Piercing with the eye of faith the dark cloud which envelops humanity, she perceives behind it the bright beams of heavenly love, till at length, calm and resigned, she follows cheerfully the path marked out for her by her God, as did the children of Israel the pillar of cloud and fire which guided them through the wilderness to the promised land.

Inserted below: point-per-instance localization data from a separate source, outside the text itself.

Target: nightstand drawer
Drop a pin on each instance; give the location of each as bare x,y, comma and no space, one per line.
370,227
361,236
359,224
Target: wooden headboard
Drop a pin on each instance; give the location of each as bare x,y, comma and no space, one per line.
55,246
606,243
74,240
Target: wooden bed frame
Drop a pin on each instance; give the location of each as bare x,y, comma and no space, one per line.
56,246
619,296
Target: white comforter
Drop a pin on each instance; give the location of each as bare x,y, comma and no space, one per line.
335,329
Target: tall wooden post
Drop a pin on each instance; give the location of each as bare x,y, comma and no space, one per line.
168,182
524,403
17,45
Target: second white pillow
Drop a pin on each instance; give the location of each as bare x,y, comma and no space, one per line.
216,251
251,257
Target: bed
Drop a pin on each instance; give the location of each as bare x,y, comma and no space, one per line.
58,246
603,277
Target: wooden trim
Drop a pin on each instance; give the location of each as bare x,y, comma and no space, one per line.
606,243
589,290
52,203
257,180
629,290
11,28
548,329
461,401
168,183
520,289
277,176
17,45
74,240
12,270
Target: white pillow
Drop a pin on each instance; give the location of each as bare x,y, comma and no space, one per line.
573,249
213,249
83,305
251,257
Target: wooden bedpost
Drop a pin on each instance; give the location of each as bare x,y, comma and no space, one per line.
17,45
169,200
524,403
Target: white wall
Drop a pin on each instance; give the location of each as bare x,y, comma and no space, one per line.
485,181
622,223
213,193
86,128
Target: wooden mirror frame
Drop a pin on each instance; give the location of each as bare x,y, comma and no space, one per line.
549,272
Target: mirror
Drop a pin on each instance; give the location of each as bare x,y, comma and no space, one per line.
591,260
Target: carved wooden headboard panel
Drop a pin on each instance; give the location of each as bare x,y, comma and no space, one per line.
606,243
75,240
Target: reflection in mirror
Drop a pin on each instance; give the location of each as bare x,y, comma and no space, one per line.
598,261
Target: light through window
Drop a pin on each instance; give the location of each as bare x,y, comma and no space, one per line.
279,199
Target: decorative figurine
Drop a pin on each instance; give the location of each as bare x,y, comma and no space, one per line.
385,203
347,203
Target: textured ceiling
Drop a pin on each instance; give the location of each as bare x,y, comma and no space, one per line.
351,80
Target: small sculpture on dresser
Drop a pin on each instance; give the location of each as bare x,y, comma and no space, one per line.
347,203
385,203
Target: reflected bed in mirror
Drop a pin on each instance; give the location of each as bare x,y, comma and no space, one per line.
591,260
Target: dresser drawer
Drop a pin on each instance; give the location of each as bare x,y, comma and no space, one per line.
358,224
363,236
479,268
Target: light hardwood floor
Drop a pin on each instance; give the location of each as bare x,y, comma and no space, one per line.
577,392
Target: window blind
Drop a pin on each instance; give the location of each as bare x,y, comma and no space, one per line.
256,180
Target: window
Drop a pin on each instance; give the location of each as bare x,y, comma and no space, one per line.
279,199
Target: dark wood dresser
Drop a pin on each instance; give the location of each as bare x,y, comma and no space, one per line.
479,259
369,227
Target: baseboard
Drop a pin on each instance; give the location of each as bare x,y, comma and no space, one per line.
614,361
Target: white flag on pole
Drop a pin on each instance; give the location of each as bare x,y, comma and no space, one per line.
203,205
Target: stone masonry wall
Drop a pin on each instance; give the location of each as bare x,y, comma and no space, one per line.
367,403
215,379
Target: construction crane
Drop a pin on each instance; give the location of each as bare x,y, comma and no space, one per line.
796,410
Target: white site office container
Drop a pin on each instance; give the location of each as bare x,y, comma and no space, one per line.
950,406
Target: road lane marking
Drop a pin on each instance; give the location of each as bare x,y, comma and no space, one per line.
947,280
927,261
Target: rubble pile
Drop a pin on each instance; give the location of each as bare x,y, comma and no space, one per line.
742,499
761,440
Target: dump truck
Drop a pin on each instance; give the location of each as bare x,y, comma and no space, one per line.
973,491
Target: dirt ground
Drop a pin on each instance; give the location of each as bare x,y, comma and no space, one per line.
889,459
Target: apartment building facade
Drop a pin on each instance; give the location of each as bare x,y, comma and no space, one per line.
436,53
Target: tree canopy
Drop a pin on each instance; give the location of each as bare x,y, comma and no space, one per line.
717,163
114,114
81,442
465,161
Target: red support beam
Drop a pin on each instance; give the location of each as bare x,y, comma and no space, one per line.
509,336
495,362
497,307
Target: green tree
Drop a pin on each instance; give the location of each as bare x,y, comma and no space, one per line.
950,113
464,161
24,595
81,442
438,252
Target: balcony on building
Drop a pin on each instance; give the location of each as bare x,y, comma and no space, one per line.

          Should early disappointment blight the fair blossoms of hope, or blast in evil hour the fruit of enjoyment but scarcely tasted – should misfortune, sudden and destructive as the storm in harvest, destroy in one fatal hour present comfort and future prospects – should sickness, and

                  ‘Poverty, to fill the band

                  Which numbs the soul with icy hand’—7

should dependence be the lot of declining age—what can preserve the hapless female, who lived only to vanity, from wretchedness and contempt? Stripped of the gaudy trappings of prosperity, deprived one by one of those artificial elegancies and real comforts by which she had in her better days been accustomed to be surrounded, shunned or neglected by hollow friends and summer acquaintances, she sinks under the iron hand of adversity, or dwindles by degrees into meanness and nonentity.

          True dignity depends not on extraneous circumstances: friends, connexions, fashion, style, may for a while throw a dazzling lustre around the minion of Fortune; but it is mind, and mind only, which can confer real and permanent respectability, and constitute the only essential difference between one human being and another. The lowliest female whose head is trained to knowledge, and whose heart is formed to virtue, is more truly great than she whose brows are bound with a diadem, if that diadem be not adorned with those fairest jewels in the female crown—religion, virtue, and good sense.


1 Letters to Young Ladies, 16-23.

2 Lines from The Fair Penitent(1703), III.i.98-99, by Nicholas Rowe. 

3 Lanfear speaks from personal experience here, having lost her husband to suicide in 1809 and her eldest son, John, in 1817 at the age of 12. 

4  Job 16.2.

5  Reference to the parable of Jesus about two men, one who built a house on sand and the other upon rock, found in Matthew 7:24-27 and Luke 6:47-49.  

6  Source unknown.

7  Lines taken from Thomas Gray’s ‘Ode on a Distant Prospect of Eton College’ (1747).